Siamo usciti sul balcone con Matteo in braccio che avevo paura mi volasse giù e abbiamo acceso la torcia del cellulare. La nostra vicina anziana era già lì. Ciao ciao signora, fa Matteo. Il quartiere ci aspettava, o almeno mi pareva così. Eravamo i nuovi inquilini del 6° piano, quelli sempre con la faccia all’ingiù e all’insù, gli eterni affamati di luce e di aria, gli entusiasti di aver conquistato una casa con vista che ci regalava un’alba perfetta ogni mattina.
Avevamo eretto il balcone a nostro nuovo altare prima ancora che da 3 settimane diventasse l’unica zona franca consentita, il nuovo hangar della nostra resistenza: la mia malattia cronica mi aveva costretta a un esilio dalla redazione prima del tempo; un incidente sul lavoro aveva bloccato il mio compagno a casa; la serrata delle scuole aveva recintato i nostri figli nelle loro camere. Avevo allestito sul balcone un piccolo parco giochi dove Matteo si divertiva a lanciare bolle di sapone, ma la prima pioggia di quasi primavera ce l’aveva portato via, insieme ai colori dell’arcobaleno su quel lenzuolo bianco che per senso del dovere avevo imposto al piccolo di realizzare. Rimaneva solo la scritta con pennarello indelebile “Andrà tutto bene”: nella sfiga, un buon auspicio.
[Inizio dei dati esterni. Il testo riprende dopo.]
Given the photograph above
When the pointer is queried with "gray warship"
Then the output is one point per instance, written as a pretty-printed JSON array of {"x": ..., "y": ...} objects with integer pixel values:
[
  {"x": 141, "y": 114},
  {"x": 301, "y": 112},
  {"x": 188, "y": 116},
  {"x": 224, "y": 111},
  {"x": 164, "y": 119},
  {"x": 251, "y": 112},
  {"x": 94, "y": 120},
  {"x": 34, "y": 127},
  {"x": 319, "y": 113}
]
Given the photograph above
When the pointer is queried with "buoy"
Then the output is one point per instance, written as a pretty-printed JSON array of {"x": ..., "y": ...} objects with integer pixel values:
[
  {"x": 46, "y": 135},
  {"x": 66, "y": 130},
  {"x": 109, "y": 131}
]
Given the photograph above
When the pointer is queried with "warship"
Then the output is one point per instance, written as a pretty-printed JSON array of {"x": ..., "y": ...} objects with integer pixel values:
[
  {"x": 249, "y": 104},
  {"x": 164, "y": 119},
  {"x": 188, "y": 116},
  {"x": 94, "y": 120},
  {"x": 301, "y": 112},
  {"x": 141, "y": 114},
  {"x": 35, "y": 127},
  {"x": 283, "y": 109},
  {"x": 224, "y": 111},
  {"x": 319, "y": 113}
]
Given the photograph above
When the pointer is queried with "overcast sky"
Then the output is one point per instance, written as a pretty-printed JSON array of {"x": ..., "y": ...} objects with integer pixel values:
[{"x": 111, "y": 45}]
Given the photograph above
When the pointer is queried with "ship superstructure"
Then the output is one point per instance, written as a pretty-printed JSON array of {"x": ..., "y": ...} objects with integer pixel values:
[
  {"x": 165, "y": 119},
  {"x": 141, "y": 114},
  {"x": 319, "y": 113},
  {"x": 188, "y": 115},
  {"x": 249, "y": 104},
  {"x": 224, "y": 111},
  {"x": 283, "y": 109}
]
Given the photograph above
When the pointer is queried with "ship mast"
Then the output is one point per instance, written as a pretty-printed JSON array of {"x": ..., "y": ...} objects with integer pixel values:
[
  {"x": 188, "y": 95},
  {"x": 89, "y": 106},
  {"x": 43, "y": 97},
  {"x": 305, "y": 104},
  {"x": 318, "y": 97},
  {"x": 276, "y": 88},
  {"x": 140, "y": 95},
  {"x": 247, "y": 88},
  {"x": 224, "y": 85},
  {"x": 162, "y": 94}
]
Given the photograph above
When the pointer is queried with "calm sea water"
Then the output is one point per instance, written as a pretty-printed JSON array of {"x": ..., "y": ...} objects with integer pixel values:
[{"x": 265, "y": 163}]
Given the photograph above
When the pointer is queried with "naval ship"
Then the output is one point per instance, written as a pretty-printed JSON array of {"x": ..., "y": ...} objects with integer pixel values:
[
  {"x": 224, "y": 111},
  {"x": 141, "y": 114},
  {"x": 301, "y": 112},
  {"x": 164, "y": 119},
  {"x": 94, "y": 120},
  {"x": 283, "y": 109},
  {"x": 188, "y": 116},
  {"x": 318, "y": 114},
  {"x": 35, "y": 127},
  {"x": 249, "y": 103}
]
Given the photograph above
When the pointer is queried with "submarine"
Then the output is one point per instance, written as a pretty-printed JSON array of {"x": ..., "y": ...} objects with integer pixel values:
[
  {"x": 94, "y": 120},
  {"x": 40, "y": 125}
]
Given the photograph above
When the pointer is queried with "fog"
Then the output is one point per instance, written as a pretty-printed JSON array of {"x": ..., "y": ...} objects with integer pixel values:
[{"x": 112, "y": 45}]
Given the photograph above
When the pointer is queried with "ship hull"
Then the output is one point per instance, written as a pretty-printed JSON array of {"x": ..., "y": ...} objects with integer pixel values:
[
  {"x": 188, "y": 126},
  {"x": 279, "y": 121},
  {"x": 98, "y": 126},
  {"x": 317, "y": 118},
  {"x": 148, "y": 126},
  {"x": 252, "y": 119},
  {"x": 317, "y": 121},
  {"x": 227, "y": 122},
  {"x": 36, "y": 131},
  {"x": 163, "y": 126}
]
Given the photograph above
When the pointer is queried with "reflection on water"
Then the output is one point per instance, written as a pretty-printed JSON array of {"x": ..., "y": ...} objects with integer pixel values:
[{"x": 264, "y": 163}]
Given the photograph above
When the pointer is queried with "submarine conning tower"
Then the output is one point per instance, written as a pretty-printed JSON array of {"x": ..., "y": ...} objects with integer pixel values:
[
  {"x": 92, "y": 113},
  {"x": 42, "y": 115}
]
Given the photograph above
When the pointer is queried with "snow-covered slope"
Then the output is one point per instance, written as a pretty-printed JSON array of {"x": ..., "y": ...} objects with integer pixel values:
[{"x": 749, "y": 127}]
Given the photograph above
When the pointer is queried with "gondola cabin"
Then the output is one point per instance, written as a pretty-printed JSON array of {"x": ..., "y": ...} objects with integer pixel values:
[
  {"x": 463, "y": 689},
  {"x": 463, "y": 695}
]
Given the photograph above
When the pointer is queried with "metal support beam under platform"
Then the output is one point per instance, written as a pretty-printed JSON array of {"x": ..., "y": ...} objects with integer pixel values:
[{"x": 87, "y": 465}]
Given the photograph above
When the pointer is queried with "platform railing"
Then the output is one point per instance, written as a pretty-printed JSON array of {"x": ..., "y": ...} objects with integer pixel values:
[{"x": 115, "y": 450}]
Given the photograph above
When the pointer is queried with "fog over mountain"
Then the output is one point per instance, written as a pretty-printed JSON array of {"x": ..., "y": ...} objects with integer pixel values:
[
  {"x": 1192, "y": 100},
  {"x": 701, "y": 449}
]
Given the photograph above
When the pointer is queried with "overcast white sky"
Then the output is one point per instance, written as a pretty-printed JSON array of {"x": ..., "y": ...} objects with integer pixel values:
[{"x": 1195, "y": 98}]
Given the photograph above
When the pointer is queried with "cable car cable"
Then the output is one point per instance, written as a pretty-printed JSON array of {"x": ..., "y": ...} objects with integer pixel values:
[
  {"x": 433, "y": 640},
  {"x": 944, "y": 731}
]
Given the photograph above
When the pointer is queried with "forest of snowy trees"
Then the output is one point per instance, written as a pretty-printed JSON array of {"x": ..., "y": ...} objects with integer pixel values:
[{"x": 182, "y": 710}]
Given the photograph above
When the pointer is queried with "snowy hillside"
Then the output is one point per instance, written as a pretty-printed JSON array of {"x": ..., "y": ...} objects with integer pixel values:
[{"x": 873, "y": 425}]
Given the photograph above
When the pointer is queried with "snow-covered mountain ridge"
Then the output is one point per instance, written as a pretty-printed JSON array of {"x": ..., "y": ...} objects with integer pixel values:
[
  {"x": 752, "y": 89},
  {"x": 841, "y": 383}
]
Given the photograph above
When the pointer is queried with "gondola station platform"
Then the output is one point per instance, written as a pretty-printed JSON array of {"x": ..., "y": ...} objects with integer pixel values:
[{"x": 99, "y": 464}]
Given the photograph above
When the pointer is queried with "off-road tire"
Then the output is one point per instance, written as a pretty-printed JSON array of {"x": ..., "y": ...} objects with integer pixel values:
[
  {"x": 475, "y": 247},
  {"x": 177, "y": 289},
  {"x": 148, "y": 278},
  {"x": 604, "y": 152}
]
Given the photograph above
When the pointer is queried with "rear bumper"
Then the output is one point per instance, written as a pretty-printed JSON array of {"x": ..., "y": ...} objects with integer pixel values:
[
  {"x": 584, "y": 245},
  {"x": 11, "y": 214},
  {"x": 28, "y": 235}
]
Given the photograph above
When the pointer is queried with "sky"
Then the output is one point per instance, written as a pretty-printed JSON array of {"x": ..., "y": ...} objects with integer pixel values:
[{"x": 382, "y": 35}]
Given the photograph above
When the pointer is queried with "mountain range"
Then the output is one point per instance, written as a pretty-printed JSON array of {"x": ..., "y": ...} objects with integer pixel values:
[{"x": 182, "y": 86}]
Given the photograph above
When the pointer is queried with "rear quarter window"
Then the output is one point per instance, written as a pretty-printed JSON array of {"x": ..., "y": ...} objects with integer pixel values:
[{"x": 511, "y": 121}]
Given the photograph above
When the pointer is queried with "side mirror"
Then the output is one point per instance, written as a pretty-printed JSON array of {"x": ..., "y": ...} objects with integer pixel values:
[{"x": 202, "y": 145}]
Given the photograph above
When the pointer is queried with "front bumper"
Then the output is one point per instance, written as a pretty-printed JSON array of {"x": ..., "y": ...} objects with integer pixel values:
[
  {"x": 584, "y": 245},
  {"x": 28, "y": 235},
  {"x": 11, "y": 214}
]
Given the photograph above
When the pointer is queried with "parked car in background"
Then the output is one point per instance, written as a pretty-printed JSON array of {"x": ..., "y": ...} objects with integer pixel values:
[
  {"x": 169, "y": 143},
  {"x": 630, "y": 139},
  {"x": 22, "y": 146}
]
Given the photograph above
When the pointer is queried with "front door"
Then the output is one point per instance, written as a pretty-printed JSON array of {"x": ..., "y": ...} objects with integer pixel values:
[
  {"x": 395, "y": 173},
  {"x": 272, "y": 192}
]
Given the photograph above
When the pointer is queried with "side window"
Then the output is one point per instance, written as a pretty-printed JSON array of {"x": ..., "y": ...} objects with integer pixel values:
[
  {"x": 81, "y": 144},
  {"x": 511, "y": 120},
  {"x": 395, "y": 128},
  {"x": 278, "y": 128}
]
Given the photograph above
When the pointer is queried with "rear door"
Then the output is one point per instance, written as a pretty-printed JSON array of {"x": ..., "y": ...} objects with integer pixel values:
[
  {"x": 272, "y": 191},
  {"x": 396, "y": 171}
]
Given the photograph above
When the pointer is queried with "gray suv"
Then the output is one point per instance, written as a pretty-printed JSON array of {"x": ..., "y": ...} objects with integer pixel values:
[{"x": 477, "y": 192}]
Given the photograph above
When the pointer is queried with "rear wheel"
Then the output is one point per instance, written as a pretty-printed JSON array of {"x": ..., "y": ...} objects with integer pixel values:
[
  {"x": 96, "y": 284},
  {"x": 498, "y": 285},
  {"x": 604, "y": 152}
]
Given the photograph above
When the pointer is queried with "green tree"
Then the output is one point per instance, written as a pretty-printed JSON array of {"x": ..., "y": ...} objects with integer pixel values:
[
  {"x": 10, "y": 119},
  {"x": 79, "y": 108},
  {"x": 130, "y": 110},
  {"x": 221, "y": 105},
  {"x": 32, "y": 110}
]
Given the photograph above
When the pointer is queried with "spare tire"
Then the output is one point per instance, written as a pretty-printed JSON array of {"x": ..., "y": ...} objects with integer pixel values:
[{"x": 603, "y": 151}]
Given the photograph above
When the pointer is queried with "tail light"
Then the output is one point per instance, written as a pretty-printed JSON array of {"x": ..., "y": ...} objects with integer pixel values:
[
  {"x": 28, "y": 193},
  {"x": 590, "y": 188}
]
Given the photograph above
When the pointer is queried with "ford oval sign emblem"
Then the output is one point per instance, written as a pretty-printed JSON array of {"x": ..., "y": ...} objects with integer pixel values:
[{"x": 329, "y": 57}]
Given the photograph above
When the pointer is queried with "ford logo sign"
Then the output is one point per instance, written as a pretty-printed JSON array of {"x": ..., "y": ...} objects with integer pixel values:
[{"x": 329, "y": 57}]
Mentre osservavamo le luci muoversi sui balconi e la musica invadere l’orizzonte, con la coda dell’occhio vidi il mio compagno piangere. Ci sono commozione e dolori che è giusto lasciar defluire senza parole, pensai. Ma alla fine del flash mob, al posto di abbracciarlo, gli dissi che mettere a tutto volume l’inno di Mameli sembrava roba da fascisti. Sì, si dicono anche cose molto stupide quando dovremmo essere tutti più buoni, ma ogni sera di queste infinite sere e mattine e pomeriggi abbiamo bisogno un bersaglio che si immoli per la nostra causa: scarichiamo la tensione sul più forte, perché sappiamo che saprà reggerla. Dal 2° piano Rino Gaetano inizia a cantare Ma il cielo è sempre più bluuuuuuu uh uh. Mio figlio grande apre la sua camera-bunker urlando: che cavolo è sto casino! Ma voi siete scemi eh. Ciao.
Sì, ciao Milano che dal mio balcone sei così strana, silenziosa, sospesa come le nostre vite e la nostra famiglia che ancora non so come ne uscirà: forse piegata, forse spezzata, di certo stremata da una convivenza che ogni giorno che passa si addolcisce e si irrigidisce. Ci amiamo ma ci respingiamo, ci baciamo ma ci spaventiamo, sogniamo desideri che non avevamo. Abbiamo tanta paura, sì, ma se osiamo dircelo la scansiamo, la minimizziamo, la ridicolizziamo. Ce la litighiamo.
Dai, andiamo a dormire, ora, che domani è un altro giorno uguale agli altri da inventarci. Ma se rimarrà solo questo il problema, famiglia mia disordinata e adorata: che bello vivere come in una bolla di sapone, per sempre così.